The relevant officer is Jim Cullen, Director of Services: Water, Environment, Community, Enterprise and Economic Development. An email for his attention to: [email protected] should get to him.
His proposal is here in full: http://www.kinvara.com/community/Proposed Prohibition Kinvara.pdf
Kinvara is a lovely little town on the south shore of Galway Bay.


----------



## parkmoy

I've sent an email suggesting the setting up of an Aire.


----------



## Cornal

Below is my email to Galwy County Counil on this topic.

Jim Cullen,
Director of Services: Water, Environment, Community, Enterprise and Economic Development.

Dear Mr. Cullen,

We wish to add our voice to those who support the maintenance and indeed the provision of proper motorhome facilities at Kinvara.

Motorhomes are becoming an increasingly popular way for people to spend
their leisure time and unlike continental Europe, Ireland is not particularly
motorhome friendly. This is something that needs to be addressed.

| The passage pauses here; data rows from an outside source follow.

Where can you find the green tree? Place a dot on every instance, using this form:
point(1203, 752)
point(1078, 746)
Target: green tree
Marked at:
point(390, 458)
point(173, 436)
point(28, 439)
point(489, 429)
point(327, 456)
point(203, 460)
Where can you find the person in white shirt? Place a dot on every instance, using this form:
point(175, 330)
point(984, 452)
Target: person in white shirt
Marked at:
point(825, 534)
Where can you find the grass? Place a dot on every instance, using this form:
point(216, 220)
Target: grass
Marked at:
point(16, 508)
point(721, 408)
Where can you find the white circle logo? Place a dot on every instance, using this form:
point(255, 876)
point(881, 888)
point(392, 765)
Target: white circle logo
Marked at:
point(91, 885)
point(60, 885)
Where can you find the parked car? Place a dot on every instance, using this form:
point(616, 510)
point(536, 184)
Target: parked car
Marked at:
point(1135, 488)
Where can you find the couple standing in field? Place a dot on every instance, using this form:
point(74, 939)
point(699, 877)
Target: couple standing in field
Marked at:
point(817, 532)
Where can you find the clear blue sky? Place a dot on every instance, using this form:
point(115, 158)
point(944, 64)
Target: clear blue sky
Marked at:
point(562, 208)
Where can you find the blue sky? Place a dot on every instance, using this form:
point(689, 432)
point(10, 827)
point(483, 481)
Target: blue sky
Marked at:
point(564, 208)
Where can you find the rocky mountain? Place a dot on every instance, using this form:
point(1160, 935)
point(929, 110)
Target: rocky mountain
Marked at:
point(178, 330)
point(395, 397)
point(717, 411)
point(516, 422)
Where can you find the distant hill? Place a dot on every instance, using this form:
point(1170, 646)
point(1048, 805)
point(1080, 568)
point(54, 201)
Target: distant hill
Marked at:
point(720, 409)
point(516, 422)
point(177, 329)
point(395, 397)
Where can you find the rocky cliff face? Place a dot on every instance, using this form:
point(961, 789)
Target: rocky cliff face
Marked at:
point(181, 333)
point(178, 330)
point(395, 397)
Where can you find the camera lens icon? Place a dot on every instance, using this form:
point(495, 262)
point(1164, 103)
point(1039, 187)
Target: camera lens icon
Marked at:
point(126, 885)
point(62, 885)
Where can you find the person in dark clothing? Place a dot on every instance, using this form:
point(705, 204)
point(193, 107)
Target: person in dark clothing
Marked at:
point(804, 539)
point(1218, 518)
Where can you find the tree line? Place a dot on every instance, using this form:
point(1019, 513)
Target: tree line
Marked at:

By and large motorhome owners are mature people, many frequently retired and have
the potential to put a lot of revenue into the local economy where they are
welcomed. Kinvara does need this facility, as I am sure many of the local traders will confirm.

Before imposing restrictions, the Council must conduct an in depth anlysis of the benefits of all visitors to Kinvara.


----------



## erneboy

Good luck with it Cornal.

I have been trying to do a similar thing in N Ireland, which is where I am from.

I have been in contact with Councils, the Tourist Board and the Minister responsible for tourism. I get no replies of any substance and the Minister has still to reply to an email I sent two months ago. I reminded her secretary when my email was a month old and got a reply saying that due to pressure of work it might take some time for the Minister to reply.

I conclude that there is little interest or even hostility to our form of tourism and it's easier to avoid replying if they can or to reply saying nothing if they must.

I hope you fare better. Still keep going. I intend to even though it's hard to keep the tone civil when you get apathetic replies or none at all, Alan.


----------



## Cornal

Thanks for the good wishes, it would be good if as many mh'ers as possible lobbied Galway County Coucil. There are other lobbying as well.


----------



## erneboy

I will send an email, Alan.


----------



## Cornal

Bump! Would appreciate if a few more members would email Galway County Council on this one. It's a wonderful atmospheric spot!


----------



## Nora+Neil

Cornal.

I have send this letter to Galway Co Council.
Good luck.


----------



## Yaxley

I have written to Mr Cullen as follows

"I am writing to you, as a motorhome owner living in Limerick, regarding the proposed withdrawal of motorhome parking in Kinvara.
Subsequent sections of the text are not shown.